Journal: J. Phys. Chem. C, 2011, 115 (15), 7613–7620, 20131009

Authors: Ting Wang, Dawei Li, Xiaolin Lu, Alexander Khmaladze, Xiaofeng Han, Shuji Ye, Pei Yang, Gi Xue, Nongyue He, Zhan Chen

Organizations: State Key Laboratory of Bioelectronics, School of Biological Science and Medical Engineering, Southeast University, Nanjing 210096, China; Department of Chemistry, University of Michigan, Ann Arbor, Michigan 48109, United States; State Key Laboratory of Coordination Chemistry, Nanjing National Laboratory of Microstructure, Department of Polymer Science and Engineering, School of Chemistry and Chemical Engineering, Nanjing University, Nanjing 210093, China

Planar solid supported single lipid bilayers on mica, glass, or other inorganic surfaces have been widely used as models for cell membranes. To more closely mimic the cell membrane environment, soft hydrophilic polymer cushions were introduced between the hard inorganic substrate and the lipid bilayer to completely avoid the possible substrate−lipid interactions. In this Article, sum frequency generation (SFG) vibrational spectroscopy was used to examine and compare single lipid bilayers assembled on the CaF2 prism surface and on poly(L-lactic acid) (PLLA) cushion. By using asymmetric lipid bilayers composed of a hydrogenated 1,2-dipalmitoyl-sn-glycerol-3-phosphoglycerol (DPPG) leaflet and a deuterated 1,2-dipalmitoyl-(d62)-sn-glycerol-3-phosphoglycerol (d-DPPG) leaflet, it was shown that the DPPG lipid bilayers deposited on the CaF2 and PLLA surfaces have similar structures.
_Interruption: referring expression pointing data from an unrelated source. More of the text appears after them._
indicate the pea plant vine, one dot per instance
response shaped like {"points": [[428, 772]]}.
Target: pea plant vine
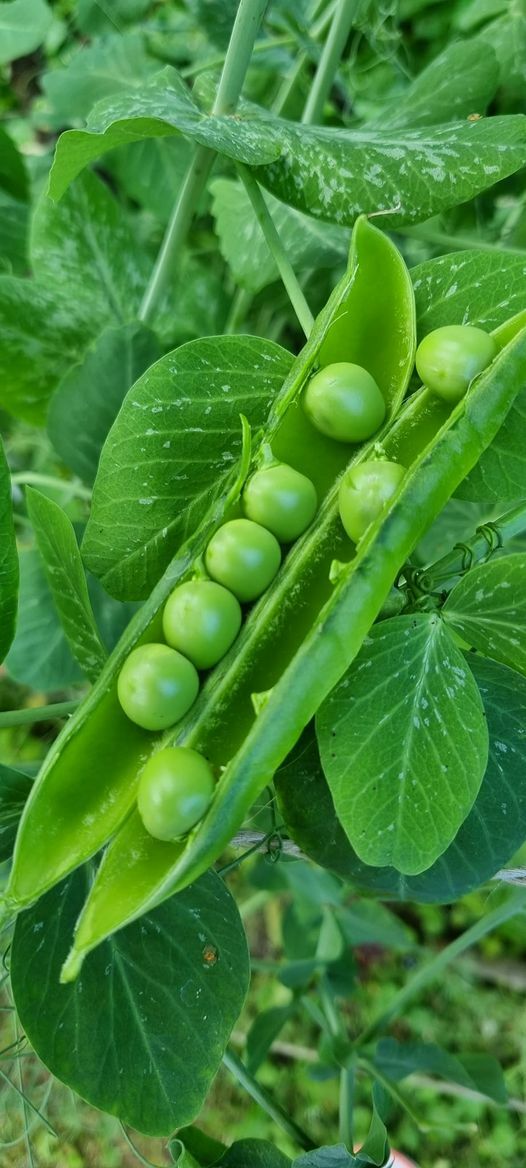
{"points": [[262, 558]]}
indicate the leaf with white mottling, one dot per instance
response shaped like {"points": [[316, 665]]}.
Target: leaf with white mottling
{"points": [[309, 243], [330, 173], [23, 25], [62, 562], [168, 453], [403, 744], [488, 610], [85, 248], [85, 403], [458, 82]]}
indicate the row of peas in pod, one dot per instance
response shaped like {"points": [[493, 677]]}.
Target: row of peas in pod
{"points": [[159, 682]]}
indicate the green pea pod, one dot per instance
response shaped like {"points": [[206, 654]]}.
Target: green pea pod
{"points": [[138, 873], [87, 786]]}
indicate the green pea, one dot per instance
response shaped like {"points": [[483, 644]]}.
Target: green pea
{"points": [[175, 788], [449, 357], [157, 686], [365, 489], [244, 557], [282, 500], [201, 619], [344, 402]]}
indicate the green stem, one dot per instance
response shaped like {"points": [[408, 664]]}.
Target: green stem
{"points": [[262, 1097], [433, 968], [32, 478], [507, 526], [277, 250], [37, 714], [346, 1106], [236, 62], [329, 62]]}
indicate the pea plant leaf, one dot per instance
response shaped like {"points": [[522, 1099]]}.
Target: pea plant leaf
{"points": [[63, 568], [256, 1153], [403, 744], [85, 247], [40, 655], [118, 63], [14, 790], [87, 401], [488, 609], [477, 287], [167, 456], [330, 173], [309, 243], [23, 25], [13, 173], [489, 836], [8, 561], [142, 1034], [459, 81], [477, 1072], [42, 333]]}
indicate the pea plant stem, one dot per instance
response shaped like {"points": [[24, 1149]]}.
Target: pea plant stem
{"points": [[329, 62], [262, 1097], [505, 527], [429, 972], [236, 62], [275, 244], [37, 714]]}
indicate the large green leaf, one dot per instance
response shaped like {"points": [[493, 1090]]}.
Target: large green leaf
{"points": [[87, 401], [492, 832], [458, 82], [14, 790], [8, 561], [143, 1031], [85, 247], [309, 243], [403, 744], [115, 64], [66, 576], [165, 459], [42, 333], [477, 1072], [23, 25], [488, 609], [13, 174], [333, 174], [256, 1153]]}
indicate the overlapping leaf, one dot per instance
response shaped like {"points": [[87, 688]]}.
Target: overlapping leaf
{"points": [[330, 173], [63, 568], [143, 1031], [403, 744], [166, 457], [492, 832], [488, 609], [85, 403]]}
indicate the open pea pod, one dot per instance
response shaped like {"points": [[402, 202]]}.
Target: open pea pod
{"points": [[138, 871], [87, 786]]}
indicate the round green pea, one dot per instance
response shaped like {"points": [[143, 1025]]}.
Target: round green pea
{"points": [[157, 686], [282, 500], [175, 790], [344, 402], [201, 619], [449, 357], [244, 557], [365, 489]]}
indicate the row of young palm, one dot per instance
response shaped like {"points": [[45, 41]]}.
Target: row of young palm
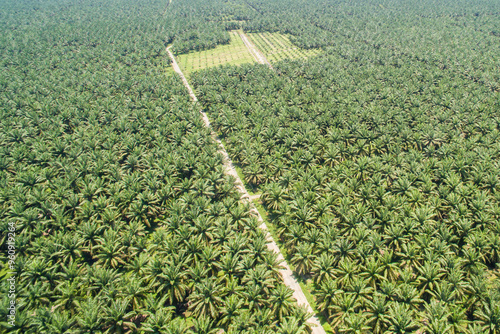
{"points": [[436, 32], [380, 175], [125, 220]]}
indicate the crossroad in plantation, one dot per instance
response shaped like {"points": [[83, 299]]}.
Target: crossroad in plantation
{"points": [[287, 274]]}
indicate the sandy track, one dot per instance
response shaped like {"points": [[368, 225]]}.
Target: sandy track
{"points": [[287, 274]]}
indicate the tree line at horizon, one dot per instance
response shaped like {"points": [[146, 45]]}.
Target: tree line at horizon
{"points": [[379, 169]]}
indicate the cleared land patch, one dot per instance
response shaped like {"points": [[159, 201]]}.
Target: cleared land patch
{"points": [[234, 53], [276, 47]]}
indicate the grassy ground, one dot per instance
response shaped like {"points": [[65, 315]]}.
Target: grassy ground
{"points": [[276, 47], [304, 285], [234, 53]]}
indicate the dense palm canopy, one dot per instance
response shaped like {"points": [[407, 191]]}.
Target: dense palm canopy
{"points": [[378, 163], [125, 219]]}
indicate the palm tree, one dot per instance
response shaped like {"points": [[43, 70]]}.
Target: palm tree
{"points": [[231, 309], [341, 307], [400, 319], [303, 259], [89, 317], [205, 299], [281, 301], [377, 310], [489, 316], [117, 317]]}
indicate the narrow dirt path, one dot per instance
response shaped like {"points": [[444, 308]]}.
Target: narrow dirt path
{"points": [[261, 59], [286, 272]]}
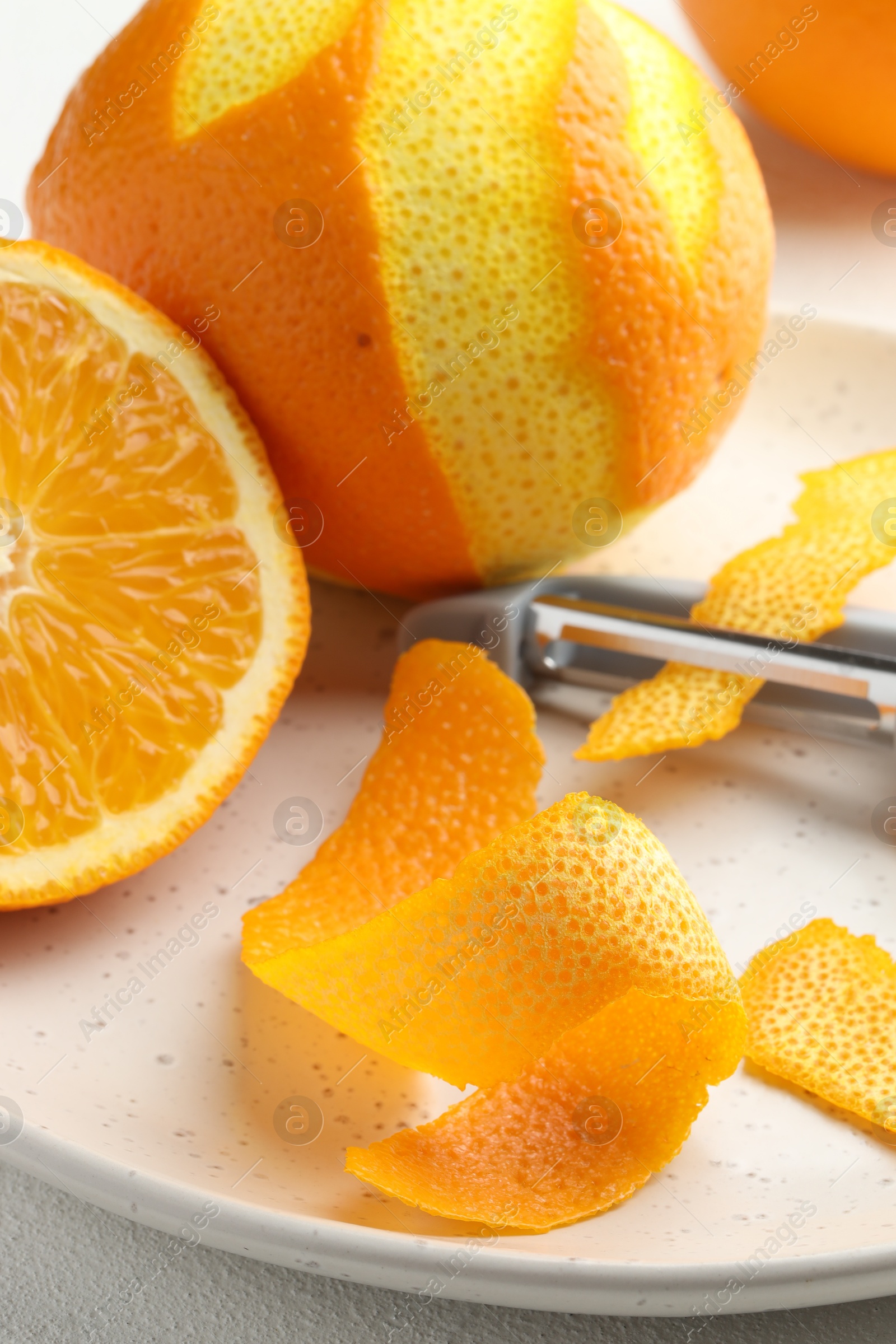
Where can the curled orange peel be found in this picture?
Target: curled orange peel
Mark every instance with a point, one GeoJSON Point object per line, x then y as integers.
{"type": "Point", "coordinates": [821, 1014]}
{"type": "Point", "coordinates": [564, 968]}
{"type": "Point", "coordinates": [793, 586]}
{"type": "Point", "coordinates": [459, 763]}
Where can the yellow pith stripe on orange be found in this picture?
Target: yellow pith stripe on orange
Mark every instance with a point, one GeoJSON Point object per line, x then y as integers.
{"type": "Point", "coordinates": [792, 586]}
{"type": "Point", "coordinates": [139, 671]}
{"type": "Point", "coordinates": [249, 49]}
{"type": "Point", "coordinates": [820, 1014]}
{"type": "Point", "coordinates": [665, 88]}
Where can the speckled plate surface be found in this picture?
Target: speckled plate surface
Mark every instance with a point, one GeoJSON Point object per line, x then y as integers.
{"type": "Point", "coordinates": [171, 1107]}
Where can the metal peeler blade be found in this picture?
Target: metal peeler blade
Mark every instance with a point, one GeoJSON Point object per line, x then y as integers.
{"type": "Point", "coordinates": [578, 640]}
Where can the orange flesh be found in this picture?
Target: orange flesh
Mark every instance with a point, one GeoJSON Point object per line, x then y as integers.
{"type": "Point", "coordinates": [793, 586]}
{"type": "Point", "coordinates": [429, 480]}
{"type": "Point", "coordinates": [820, 1012]}
{"type": "Point", "coordinates": [122, 610]}
{"type": "Point", "coordinates": [456, 768]}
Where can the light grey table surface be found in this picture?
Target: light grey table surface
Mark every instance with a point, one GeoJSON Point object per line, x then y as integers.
{"type": "Point", "coordinates": [61, 1257]}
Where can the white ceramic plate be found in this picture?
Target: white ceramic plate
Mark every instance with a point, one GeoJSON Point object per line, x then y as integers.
{"type": "Point", "coordinates": [172, 1104]}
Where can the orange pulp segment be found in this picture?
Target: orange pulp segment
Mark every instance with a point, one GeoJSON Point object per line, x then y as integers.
{"type": "Point", "coordinates": [457, 765]}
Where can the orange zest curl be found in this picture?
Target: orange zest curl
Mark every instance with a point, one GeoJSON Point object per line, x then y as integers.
{"type": "Point", "coordinates": [563, 967]}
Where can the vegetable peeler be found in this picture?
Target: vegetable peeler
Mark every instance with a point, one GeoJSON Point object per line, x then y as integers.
{"type": "Point", "coordinates": [578, 640]}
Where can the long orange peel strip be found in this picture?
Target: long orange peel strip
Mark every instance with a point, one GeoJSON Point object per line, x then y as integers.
{"type": "Point", "coordinates": [821, 1012]}
{"type": "Point", "coordinates": [793, 586]}
{"type": "Point", "coordinates": [564, 968]}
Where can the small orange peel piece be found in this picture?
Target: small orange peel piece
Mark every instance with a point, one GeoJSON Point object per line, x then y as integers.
{"type": "Point", "coordinates": [821, 1012]}
{"type": "Point", "coordinates": [564, 968]}
{"type": "Point", "coordinates": [793, 586]}
{"type": "Point", "coordinates": [459, 763]}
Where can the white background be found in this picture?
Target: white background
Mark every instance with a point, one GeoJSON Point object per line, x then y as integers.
{"type": "Point", "coordinates": [62, 1257]}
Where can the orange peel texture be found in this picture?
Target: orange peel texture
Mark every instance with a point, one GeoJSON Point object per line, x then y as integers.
{"type": "Point", "coordinates": [792, 586]}
{"type": "Point", "coordinates": [566, 969]}
{"type": "Point", "coordinates": [820, 1012]}
{"type": "Point", "coordinates": [459, 764]}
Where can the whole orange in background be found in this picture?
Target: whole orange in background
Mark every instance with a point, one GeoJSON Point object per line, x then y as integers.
{"type": "Point", "coordinates": [823, 74]}
{"type": "Point", "coordinates": [461, 265]}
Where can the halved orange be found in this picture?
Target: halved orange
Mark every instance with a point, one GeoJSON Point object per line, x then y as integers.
{"type": "Point", "coordinates": [152, 620]}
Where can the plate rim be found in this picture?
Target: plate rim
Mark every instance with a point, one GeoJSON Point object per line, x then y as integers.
{"type": "Point", "coordinates": [382, 1258]}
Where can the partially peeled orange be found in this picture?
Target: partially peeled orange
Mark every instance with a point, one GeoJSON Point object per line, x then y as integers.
{"type": "Point", "coordinates": [469, 273]}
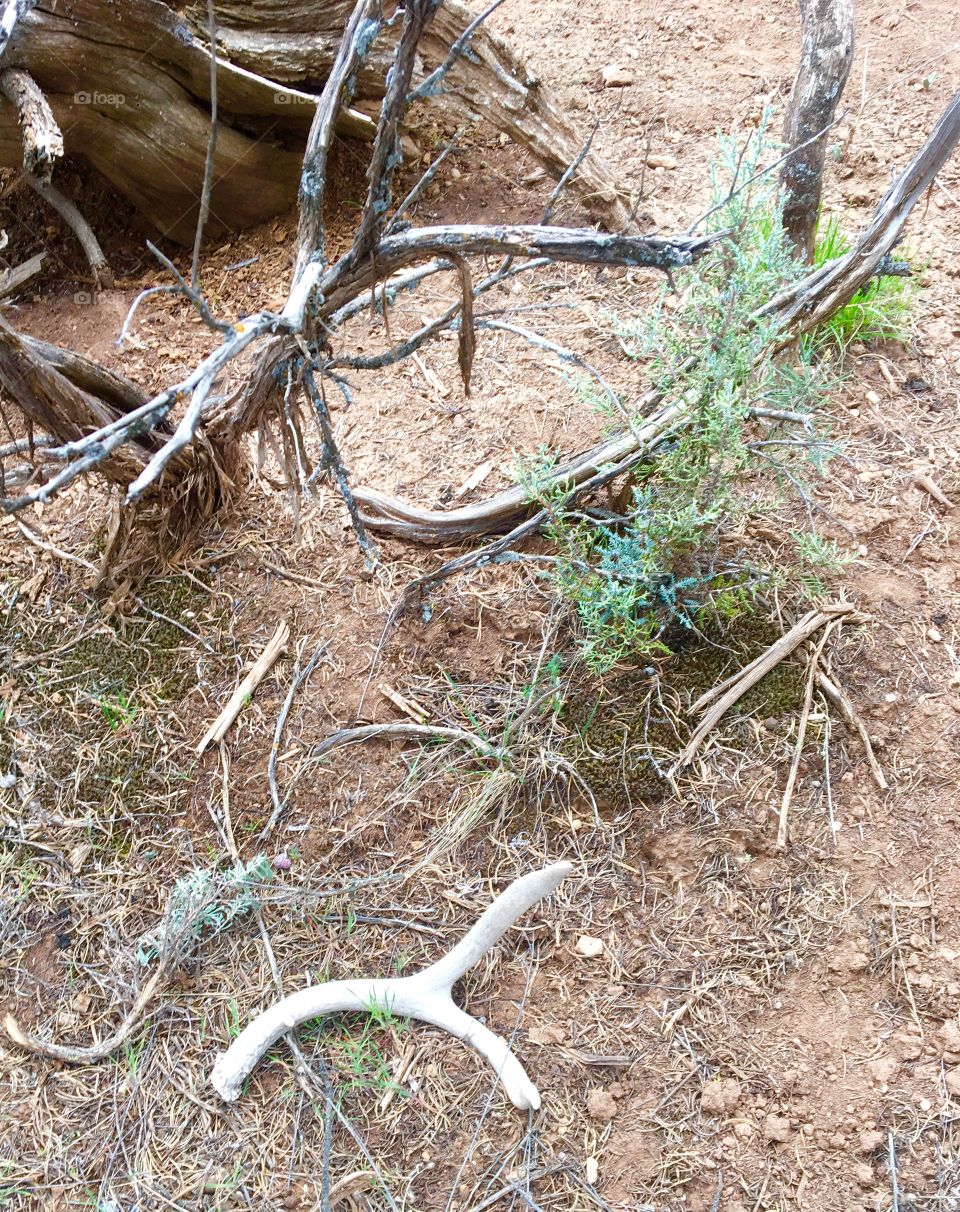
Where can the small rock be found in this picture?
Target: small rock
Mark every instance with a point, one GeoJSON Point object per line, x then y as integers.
{"type": "Point", "coordinates": [601, 1105]}
{"type": "Point", "coordinates": [720, 1097]}
{"type": "Point", "coordinates": [949, 1036]}
{"type": "Point", "coordinates": [869, 1141]}
{"type": "Point", "coordinates": [546, 1035]}
{"type": "Point", "coordinates": [616, 76]}
{"type": "Point", "coordinates": [884, 1069]}
{"type": "Point", "coordinates": [953, 1082]}
{"type": "Point", "coordinates": [863, 1175]}
{"type": "Point", "coordinates": [777, 1128]}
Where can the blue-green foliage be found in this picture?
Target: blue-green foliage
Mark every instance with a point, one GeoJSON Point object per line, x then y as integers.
{"type": "Point", "coordinates": [879, 312]}
{"type": "Point", "coordinates": [630, 586]}
{"type": "Point", "coordinates": [205, 902]}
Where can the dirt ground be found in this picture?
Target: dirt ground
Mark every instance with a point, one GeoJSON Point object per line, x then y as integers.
{"type": "Point", "coordinates": [758, 1029]}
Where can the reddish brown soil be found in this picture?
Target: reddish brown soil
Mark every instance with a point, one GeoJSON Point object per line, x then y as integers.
{"type": "Point", "coordinates": [760, 1028]}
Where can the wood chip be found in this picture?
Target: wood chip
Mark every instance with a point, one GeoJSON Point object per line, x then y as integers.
{"type": "Point", "coordinates": [263, 664]}
{"type": "Point", "coordinates": [407, 705]}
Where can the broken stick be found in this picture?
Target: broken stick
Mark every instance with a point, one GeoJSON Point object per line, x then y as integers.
{"type": "Point", "coordinates": [263, 664]}
{"type": "Point", "coordinates": [737, 685]}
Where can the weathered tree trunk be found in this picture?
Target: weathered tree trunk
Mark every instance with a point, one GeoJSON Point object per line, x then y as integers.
{"type": "Point", "coordinates": [129, 86]}
{"type": "Point", "coordinates": [824, 64]}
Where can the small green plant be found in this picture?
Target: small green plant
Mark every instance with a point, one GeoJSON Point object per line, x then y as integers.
{"type": "Point", "coordinates": [116, 709]}
{"type": "Point", "coordinates": [636, 583]}
{"type": "Point", "coordinates": [666, 565]}
{"type": "Point", "coordinates": [205, 902]}
{"type": "Point", "coordinates": [876, 313]}
{"type": "Point", "coordinates": [358, 1055]}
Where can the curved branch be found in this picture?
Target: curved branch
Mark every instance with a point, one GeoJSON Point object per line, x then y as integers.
{"type": "Point", "coordinates": [424, 996]}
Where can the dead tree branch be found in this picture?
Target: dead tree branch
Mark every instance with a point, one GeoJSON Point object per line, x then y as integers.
{"type": "Point", "coordinates": [79, 226]}
{"type": "Point", "coordinates": [43, 141]}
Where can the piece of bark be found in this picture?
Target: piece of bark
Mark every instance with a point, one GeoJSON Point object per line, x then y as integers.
{"type": "Point", "coordinates": [131, 89]}
{"type": "Point", "coordinates": [824, 66]}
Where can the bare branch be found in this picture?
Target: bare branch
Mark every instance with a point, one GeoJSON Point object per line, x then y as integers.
{"type": "Point", "coordinates": [43, 141]}
{"type": "Point", "coordinates": [824, 66]}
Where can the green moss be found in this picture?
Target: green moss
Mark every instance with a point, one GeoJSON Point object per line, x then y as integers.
{"type": "Point", "coordinates": [624, 737]}
{"type": "Point", "coordinates": [91, 715]}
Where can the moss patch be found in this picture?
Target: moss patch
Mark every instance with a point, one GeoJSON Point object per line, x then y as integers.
{"type": "Point", "coordinates": [626, 731]}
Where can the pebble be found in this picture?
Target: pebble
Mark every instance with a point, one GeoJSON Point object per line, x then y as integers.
{"type": "Point", "coordinates": [601, 1105]}
{"type": "Point", "coordinates": [616, 76]}
{"type": "Point", "coordinates": [776, 1127]}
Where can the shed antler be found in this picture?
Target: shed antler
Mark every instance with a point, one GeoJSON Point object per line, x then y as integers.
{"type": "Point", "coordinates": [426, 995]}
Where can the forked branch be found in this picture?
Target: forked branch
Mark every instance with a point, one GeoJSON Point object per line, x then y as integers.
{"type": "Point", "coordinates": [424, 996]}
SFG has also been applied to investigate molecular interactions between an antimicrobial peptide Cecropin P1 (CP1) and the lipid bilayers on the above two different surfaces. Similar results were again obtained. This research demonstrated that the hydrophilic PLLA cushion can serve as an excellent substrate to support single lipid bilayers. We believe that it can be an important cell membrane model for future studies on transmembrane proteins, for which the possible inorganic substrate−bilayer interactions may affect the protein structure or function.